# W5M1 - RDD

## 라이브러리 및 세션 설정

In [None]:
from pyspark import SparkConf
from pyspark.sql import SparkSession, Row
from pyspark.sql.functions import isnan, when, count, col, isnull, avg, min
import pyspark.sql.functions as F
from operator import add

spark = SparkSession.builder \
    .master('spark://spark-master:7077') \
    .appName('W5M1') \
    .config('spark.executor.memory', '4gb') \
    .config("spark.executor.cores", "5") \
    .getOrCreate()


## 데이터 로딩

In [None]:
input_file_path = 'hdfs://spark-master:9000/user/hduser/hdfs_data/fhvhv_tripdata_2023-01.parquet'
output_dir_path = 'hdfs://spark-master:9000/user/spark_user/W5M1_output/'
ext = 'parquet'
name = "TLC-2023-01"

def load_data_rdd(spark_session, file_path, extension, name):
    if extension == "csv":
        data_rdd = spark_session.read.csv(file_path).rdd
    elif extension == "parquet":
        data_rdd = spark_session.read.parquet(file_path).rdd
    else:
        raise NotImpelentedError
    data_rdd.setName(name)
    return data_rdd

data_rdd = load_data_rdd(spark, input_file_path, ext, name)
data_rdd.take(1)


## 데이터 클리닝

In [None]:
def remove_row_w_none_val(row):
    for val in row:
        if val is None:
            return
    return row

print("Before data cleaning: ", data_rdd.count())
data_rdd = data_rdd.filter(lambda row: remove_row_w_none_val(row))
print("After data cleaning: ", data_rdd.count())


## 변환 로직

In [None]:
def remove_non_positive_fare(row):
    if row.base_passenger_fare > 0:
        return row
    else:
        return

print("Before removing zero or negative fare: ", data_rdd.count())
data_rdd = data_rdd.filter(lambda row: remove_non_positive_fare(row))
print("After removing zero or negative fare: ", data_rdd.count())


## 데이터 매핑 및 변환

In [None]:
def extract_and_convert_relevant_columns(row):
    return Row(pickup_datetime=row.pickup_datetime.date(), trip_miles=row.trip_miles, base_passenger_fare=row.base_passenger_fare)

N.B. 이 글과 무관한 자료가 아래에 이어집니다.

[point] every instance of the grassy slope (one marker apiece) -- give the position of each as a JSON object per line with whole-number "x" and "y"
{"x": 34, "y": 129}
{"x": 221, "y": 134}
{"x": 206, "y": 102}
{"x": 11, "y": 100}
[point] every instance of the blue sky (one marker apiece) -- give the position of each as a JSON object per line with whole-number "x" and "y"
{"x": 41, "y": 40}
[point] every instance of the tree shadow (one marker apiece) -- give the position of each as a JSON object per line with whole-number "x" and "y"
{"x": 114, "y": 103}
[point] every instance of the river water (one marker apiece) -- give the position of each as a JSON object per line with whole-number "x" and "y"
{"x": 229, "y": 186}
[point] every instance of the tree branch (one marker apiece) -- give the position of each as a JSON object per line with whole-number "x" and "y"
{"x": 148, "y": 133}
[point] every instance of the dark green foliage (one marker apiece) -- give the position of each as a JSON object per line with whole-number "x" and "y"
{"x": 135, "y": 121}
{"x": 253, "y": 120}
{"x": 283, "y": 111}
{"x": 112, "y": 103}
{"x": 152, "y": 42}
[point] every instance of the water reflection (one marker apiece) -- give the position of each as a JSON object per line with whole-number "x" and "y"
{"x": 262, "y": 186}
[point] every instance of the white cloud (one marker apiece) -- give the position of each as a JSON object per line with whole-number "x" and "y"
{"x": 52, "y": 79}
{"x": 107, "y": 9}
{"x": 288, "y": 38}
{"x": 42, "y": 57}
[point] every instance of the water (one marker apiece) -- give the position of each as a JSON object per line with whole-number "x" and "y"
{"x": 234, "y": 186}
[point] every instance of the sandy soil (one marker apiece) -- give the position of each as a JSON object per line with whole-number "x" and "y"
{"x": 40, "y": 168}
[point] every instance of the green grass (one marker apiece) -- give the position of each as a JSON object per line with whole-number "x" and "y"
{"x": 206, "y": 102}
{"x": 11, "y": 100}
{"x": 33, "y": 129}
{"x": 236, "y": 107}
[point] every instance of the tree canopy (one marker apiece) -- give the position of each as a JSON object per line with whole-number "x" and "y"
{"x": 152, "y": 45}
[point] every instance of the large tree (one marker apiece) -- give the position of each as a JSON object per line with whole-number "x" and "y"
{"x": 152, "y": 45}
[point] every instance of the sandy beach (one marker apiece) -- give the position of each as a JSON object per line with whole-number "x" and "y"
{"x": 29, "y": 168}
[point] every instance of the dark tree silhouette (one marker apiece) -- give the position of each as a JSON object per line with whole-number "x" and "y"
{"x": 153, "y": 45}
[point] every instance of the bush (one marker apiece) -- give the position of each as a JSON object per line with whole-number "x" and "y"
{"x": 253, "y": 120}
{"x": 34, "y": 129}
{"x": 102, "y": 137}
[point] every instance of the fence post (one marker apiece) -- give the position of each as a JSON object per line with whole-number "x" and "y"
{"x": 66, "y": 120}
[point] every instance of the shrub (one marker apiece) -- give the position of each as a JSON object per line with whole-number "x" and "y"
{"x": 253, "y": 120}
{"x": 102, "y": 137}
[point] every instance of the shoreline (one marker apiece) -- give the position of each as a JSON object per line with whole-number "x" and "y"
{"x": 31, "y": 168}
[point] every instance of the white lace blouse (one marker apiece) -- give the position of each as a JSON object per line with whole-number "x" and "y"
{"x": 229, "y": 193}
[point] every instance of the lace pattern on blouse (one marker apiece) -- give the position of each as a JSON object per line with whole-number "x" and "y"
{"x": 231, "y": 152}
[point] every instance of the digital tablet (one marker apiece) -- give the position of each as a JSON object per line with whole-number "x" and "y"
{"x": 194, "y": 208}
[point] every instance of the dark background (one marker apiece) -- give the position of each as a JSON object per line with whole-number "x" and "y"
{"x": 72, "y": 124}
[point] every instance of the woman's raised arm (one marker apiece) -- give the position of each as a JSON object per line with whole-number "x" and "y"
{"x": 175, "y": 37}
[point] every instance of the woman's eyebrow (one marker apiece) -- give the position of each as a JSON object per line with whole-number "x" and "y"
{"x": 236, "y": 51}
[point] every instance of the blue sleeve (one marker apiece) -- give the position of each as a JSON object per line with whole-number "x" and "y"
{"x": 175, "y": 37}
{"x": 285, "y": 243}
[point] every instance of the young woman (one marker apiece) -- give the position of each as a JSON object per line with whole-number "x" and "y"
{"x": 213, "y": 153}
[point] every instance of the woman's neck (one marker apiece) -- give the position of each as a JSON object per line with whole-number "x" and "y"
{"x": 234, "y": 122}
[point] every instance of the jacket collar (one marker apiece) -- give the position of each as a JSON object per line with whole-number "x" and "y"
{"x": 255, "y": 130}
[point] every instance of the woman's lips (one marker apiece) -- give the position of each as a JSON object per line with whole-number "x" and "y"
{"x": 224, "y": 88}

data_rdd = data_rdd.map(lambda row: extract_and_convert_relevant_columns(row))
data_rdd.take(1)


## 집계

In [None]:
total_number_of_trips = data_rdd.count()
print(f"total_number_of_trips: {total_number_of_trips} miles")

total_revenue = data_rdd.map(lambda row: row.base_passenger_fare).reduce(add)
print(f"total_revenue: {round(total_revenue, 2)}$")

average_trip_distance = data_rdd.map(lambda row: row.trip_miles).mean()
print(f"average_trip_distance: round(average_trip_distance, 2) miles")

number_of_trips_per_day = data_rdd.map(lambda row: (row.pickup_datetime, 1)).reduceByKey(add).sortByKey(lambda row: row.pickup_datetime)
number_of_trips_per_day.take(20)

total_revenue_per_day = data_rdd.map(lambda row: (row.pickup_datetime, row.base_passenger_fare)).reduceByKey(add).sortByKey(lambda row: row.pickup_datetime)
total_revenue_per_day.take(20)


## 데이터 출력

In [None]:
# Save the output as text
result = spark.sparkContext.parallelize([
    f"total_number_of_trips, {total_number_of_trips}",
    f"total_revenue, {total_revenue}",
    f"average_trip_distance, {average_trip_distance}",
])
result.coalesce(1).saveAsTextFile(output_dir_path + "result.txt")

# Save the output as pickle object
number_of_trips_per_day.coalesce(1).saveAsPickleFile(output_dir_path + "number_of_trips_per_day")
total_revenue_per_day.coalesce(1).saveAsPickleFile(output_dir_path + "total_revenue_per_day")